This week Library Journal staffers are booking travel to far-flung locales: Florida, Iwo Jima, China, England, even Omaha, NE.
Francine Fialkoff, Library Consultant/Editor, LJ
I’m finally reading one of the books that has been sitting on the humongous pile by my bed: Flags of Our Fathers (Bantam) by James Bradley with Ron Powers. I’m not a military history reader, but this book, about the Battle of Iwo Jima (World War II) and the story of the U.S. Marines behind the iconic Pulitzer Prize–winning photo of the flag raising there, has me hooked. Bradley’s father, John Bradley, was a medic, but he never talked to his children about the war, and only after he died did James find out his father had been a “hero.” But heroes to John Bradley were those left behind: the battle number of dead (and wounded) surpassed all other Pacific battles. Here’s a couple of quotes, the second from a message chiseled outside the cemetery on Iwo Jima:
The Marines fought in World War II for forty-three months. Yet in one month on Iwo Jima, one third [6,800] of their total deaths occurred.
When you go home
Tell them for us and say
For your tomorrow
We gave our today.
My thanks to the Library Cottage, run by the Friends of the Southold Public Library, NY, for this book.
Liz French, Associate Editor, LJ Reviews
It’s cold here in New York City, and we just got a pile of snow and slush and rain. I’m already dreaming of warmer climes, and it’s not even Christmas yet! Luckily, a lovely picture book, David Watts’s Florida Then and Now: People and Places (Pavilion) crossed my desk. It is warming the cockles of my heart. Not only does the postcard-sized book contain pictures of palms, pink houses, flamingos, Spanish-influenced architecture, and beaches, beaches, beaches, the photos are a mix of historic and contemporary. It’s good to see that landmarks such as the Breakers Hotel in Palm Beach and the Tampa Theatre (three guesses where that building is located) are still standing. It’s not all gorgeous architecture shots, though. Watts included photos of fruit cannery workers in 1937 Lakeland, cigar rollers in turn-of-the-century Tampa, even of Mary McLeod Bethune at Bethune-Cookman College in Daytona Beach, circa 1943. So yes, there’s some realism thrown in, but I’m using this title as an escape valve to get through the frigid days of December.

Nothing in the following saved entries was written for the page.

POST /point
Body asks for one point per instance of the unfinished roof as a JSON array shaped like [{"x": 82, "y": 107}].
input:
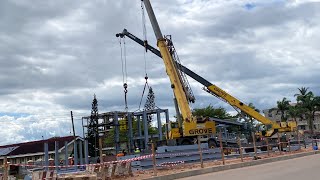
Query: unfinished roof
[{"x": 33, "y": 146}]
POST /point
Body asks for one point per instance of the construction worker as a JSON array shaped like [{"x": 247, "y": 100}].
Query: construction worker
[
  {"x": 123, "y": 153},
  {"x": 137, "y": 151}
]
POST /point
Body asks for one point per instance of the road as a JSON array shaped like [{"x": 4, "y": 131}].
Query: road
[{"x": 303, "y": 168}]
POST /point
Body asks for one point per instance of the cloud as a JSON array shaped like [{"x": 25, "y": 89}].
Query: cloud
[{"x": 55, "y": 55}]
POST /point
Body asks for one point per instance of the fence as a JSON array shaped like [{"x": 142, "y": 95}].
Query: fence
[{"x": 163, "y": 157}]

Barbara Genco, Manager, Special Projects, LJ
My subway reading this week has been an ARC of Tessa Hadley’s forthcoming novel Clever Girl (Harper), due in March 2014. This heady and often intense first-person narrative follows an Englishwoman from childhood (in the 1960s) through middle age. The title’s ironically eponymous Stella makes more than a few life choices that on surface seem anything but clever. No matter. Fans and newcomers to the fiction of this British literary star will want to know how it all works out. Or doesn’t.
An early chapter, “Valentine,” has already appeared in The New Yorker. Read it here.

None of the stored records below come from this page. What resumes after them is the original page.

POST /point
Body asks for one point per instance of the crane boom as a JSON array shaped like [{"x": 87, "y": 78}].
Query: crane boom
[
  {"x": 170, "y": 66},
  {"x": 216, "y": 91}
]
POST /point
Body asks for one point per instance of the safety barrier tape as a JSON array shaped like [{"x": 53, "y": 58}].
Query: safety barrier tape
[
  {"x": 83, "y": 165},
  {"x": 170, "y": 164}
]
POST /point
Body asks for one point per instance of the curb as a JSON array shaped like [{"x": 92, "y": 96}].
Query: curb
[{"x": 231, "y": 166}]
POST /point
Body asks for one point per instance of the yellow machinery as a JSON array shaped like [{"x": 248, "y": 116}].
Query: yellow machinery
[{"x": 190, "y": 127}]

Stephanie Klose, Media Editor, LJ
Rainbow Rowell’s Eleanor & Park (Griffin: St. Martin’s) has turned up on many a best-of-2013 list (including the one from LJ’s sister publication, School Library Journal). I finally picked up a copy this week to see what all the fuss is about, and, reader, I fell head over heels for the titular characters. Both outsiders in their own ways (Eleanor’s home life includes four siblings and an abusive stepfather, but not a bathroom door; Park is half-Korean in “the Flats,” a part of Omaha where everyone is, as Eleanor says, “…seriously white. Like, white by choice.”), they meet on the school bus, form an uneasy alliance based on a shared love of comics and music, and gradually fall into a complicated, charming, heartbreaking, perfect first love. I can’t say enough good things about this book. Eleanor & Park not only lives up to its hype, it surpasses it.
Meredith Schwartz, Editor, News & Features, LJ
I just started Gene Luen Yang’s Boxers (First Second), which was given to me by LJ Associate Editor Mahnaz Dar. Next up, its companion volume, Saints. (This two-volume title was one of LJ’s Best Books 2013: YA Lit for Adults.—Ed.)